HAZRETİ MEVLANA'NIN MESNEVİ'SİNDEN... (09.06.2016)

Bir âşık gelip ilâhî aşk ile bağlı olduğu sevdiğinin kapısını çaldı. O Allah(cc) dostu içeriden “Sen kimsin?” diye seslendi. Kapıyı çalan “Benim!” dedi. 

Allah(cc) dostu “Senin gibi hamlar için içeri girme zamanı gelmiş değildir. Mânevî nimetlerin sofrasında senin gibilere yer yoktur. O sebepten şimdi git!” dedi.
Ham olan kişi ayrılık ateşinden yanıp tutuştu. Efendimiz(sas) “Bir kimse her şeyini hatta kendini Allah’a(cc) verirse Allah’ın gerçek bir kulu olur.” buyurmuştur.

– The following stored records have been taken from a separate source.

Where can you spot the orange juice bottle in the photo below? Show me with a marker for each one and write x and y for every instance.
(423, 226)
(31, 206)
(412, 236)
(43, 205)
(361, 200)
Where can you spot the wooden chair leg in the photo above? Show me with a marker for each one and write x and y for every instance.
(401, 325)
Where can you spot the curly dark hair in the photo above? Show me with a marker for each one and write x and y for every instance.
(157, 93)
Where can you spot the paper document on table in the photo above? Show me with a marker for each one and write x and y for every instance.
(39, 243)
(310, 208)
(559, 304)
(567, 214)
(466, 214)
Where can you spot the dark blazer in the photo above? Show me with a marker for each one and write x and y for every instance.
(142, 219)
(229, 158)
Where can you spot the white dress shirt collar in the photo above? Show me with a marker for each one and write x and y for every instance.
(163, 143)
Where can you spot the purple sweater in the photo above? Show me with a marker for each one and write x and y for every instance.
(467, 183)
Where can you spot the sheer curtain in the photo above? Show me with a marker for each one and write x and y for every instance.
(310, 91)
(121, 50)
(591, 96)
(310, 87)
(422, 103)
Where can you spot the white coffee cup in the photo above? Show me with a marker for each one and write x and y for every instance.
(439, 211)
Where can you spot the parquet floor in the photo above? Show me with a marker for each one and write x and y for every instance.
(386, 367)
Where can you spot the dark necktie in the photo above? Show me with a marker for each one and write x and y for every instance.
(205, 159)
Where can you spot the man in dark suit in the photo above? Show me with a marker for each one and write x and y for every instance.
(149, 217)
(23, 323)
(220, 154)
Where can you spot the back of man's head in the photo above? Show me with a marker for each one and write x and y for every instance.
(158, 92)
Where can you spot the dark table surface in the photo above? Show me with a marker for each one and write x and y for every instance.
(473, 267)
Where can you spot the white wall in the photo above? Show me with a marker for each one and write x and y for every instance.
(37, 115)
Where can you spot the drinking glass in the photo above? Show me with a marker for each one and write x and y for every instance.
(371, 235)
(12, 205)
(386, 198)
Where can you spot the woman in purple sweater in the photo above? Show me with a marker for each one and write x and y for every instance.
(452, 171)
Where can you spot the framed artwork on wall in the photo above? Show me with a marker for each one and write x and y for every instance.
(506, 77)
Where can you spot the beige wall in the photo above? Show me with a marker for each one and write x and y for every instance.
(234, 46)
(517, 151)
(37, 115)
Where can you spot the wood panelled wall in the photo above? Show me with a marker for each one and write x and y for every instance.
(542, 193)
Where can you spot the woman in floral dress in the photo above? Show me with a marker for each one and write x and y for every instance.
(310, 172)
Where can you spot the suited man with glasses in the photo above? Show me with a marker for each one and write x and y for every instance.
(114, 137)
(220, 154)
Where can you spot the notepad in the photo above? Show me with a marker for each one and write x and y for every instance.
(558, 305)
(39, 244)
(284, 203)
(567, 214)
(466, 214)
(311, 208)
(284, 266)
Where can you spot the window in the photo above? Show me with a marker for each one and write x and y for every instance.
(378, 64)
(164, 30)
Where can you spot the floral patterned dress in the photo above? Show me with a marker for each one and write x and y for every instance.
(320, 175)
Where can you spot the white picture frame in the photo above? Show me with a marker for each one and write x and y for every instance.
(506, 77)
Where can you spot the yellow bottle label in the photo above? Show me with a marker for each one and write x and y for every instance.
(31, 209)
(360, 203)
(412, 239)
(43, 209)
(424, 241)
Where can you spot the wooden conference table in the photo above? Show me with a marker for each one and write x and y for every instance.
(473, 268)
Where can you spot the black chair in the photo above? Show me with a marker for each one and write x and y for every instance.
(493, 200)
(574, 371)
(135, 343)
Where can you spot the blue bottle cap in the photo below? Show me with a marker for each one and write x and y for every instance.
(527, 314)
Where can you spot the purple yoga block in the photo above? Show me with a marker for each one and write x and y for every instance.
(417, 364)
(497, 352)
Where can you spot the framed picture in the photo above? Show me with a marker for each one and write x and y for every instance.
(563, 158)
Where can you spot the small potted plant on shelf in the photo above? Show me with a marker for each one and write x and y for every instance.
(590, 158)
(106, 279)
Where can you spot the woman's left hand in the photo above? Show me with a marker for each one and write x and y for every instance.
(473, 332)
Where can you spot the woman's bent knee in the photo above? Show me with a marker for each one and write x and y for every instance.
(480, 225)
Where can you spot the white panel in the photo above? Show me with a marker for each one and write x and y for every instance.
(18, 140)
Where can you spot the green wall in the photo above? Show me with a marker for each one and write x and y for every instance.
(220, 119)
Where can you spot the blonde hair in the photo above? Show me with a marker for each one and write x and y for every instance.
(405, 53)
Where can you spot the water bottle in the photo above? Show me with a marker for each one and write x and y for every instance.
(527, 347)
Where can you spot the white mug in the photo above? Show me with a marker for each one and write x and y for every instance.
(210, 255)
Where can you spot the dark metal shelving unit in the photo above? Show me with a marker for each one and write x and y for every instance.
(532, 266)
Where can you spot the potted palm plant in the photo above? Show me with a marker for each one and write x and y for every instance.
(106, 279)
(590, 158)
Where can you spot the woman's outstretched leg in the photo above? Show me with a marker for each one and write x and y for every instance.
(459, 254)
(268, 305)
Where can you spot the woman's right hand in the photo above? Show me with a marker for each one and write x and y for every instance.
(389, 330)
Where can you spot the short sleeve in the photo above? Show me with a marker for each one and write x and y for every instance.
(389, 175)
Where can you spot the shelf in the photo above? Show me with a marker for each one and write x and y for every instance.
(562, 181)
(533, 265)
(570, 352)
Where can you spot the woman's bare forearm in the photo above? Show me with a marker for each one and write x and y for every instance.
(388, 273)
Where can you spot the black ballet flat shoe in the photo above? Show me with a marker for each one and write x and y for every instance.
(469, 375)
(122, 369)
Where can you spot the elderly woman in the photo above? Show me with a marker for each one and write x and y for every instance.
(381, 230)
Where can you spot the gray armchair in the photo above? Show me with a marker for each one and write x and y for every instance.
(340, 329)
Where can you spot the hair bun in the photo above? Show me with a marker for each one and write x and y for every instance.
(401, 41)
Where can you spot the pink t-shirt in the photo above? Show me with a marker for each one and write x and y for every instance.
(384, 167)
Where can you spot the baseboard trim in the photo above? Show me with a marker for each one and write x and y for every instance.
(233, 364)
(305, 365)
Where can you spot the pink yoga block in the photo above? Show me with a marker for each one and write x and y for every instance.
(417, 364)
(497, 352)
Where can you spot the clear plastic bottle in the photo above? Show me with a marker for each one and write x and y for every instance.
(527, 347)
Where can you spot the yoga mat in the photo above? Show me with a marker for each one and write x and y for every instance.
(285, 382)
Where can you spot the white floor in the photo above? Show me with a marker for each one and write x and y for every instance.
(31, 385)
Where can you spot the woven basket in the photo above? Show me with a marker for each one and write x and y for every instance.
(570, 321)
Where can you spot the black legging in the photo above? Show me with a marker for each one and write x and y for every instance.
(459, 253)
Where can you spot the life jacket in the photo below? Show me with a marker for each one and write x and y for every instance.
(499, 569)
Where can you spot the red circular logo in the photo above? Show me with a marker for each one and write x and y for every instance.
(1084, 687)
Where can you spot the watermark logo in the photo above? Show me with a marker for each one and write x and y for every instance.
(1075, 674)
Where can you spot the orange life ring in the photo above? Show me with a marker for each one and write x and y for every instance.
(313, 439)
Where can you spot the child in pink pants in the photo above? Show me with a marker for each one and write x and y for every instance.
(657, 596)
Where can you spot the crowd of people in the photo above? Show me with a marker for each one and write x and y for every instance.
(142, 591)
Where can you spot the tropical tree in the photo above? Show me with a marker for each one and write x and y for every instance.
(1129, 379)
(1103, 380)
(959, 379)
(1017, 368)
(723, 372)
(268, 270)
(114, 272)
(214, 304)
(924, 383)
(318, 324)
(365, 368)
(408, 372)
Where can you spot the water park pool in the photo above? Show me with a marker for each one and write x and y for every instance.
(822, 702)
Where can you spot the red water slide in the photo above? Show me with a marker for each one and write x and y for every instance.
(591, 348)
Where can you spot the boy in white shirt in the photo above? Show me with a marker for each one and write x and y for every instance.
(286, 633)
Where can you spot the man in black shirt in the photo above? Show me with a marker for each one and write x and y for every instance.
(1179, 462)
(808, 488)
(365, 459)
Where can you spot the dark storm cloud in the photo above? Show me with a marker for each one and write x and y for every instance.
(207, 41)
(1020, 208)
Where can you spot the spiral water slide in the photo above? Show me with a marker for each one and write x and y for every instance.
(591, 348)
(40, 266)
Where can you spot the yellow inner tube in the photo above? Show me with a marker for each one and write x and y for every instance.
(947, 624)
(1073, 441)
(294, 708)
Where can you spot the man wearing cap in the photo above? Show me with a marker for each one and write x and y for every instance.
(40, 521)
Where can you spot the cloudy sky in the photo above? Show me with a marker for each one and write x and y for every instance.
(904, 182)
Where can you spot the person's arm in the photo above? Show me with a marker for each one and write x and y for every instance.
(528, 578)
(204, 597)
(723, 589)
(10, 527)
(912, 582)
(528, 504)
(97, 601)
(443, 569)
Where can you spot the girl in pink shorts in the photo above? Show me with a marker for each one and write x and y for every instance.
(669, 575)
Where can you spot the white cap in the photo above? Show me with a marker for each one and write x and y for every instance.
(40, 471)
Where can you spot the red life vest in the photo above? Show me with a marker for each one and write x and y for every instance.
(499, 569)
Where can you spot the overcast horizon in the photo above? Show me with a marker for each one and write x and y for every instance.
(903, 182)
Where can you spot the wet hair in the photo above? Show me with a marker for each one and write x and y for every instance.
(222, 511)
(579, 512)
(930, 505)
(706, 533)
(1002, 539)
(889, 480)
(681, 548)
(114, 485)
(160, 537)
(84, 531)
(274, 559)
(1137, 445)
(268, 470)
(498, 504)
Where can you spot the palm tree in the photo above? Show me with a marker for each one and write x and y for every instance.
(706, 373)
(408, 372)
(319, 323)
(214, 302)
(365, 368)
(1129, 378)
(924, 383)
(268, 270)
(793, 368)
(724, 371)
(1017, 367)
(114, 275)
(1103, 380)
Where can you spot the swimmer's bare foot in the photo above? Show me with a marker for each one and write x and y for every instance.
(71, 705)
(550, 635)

Dost kapısından kovulan adam tam bir sene yollara düştü. İçerisinde bulunduğu ayrılık ateşi âşığı yaktı ve pişirdi. Tekrar aynı kapıya geldi ve bir müddet bekledi. Daha sonra kimsede korku ve tereddüt oluşturmayacak şekilde dikkatlice kapıyı çaldı.
Efendisi içeriden seslendi:
“Kapıyı çalan kimdir?”
Âşık “Ey gönlümü elimden almış olan! Kapıdaki sensin!” dedi. Allah(cc) dostu cevap verdi:
“Madem ki şimdi sen bensin, ey ben olan, benden olan içeri gir. Bu ev dardır, bu evde iki ben için yer yoktur. Benlik davasından geçtiysen gel buyur!”
Fâni olan insan ancak kendisini Bâkî olan varlığa teslim ederse bâkî olur...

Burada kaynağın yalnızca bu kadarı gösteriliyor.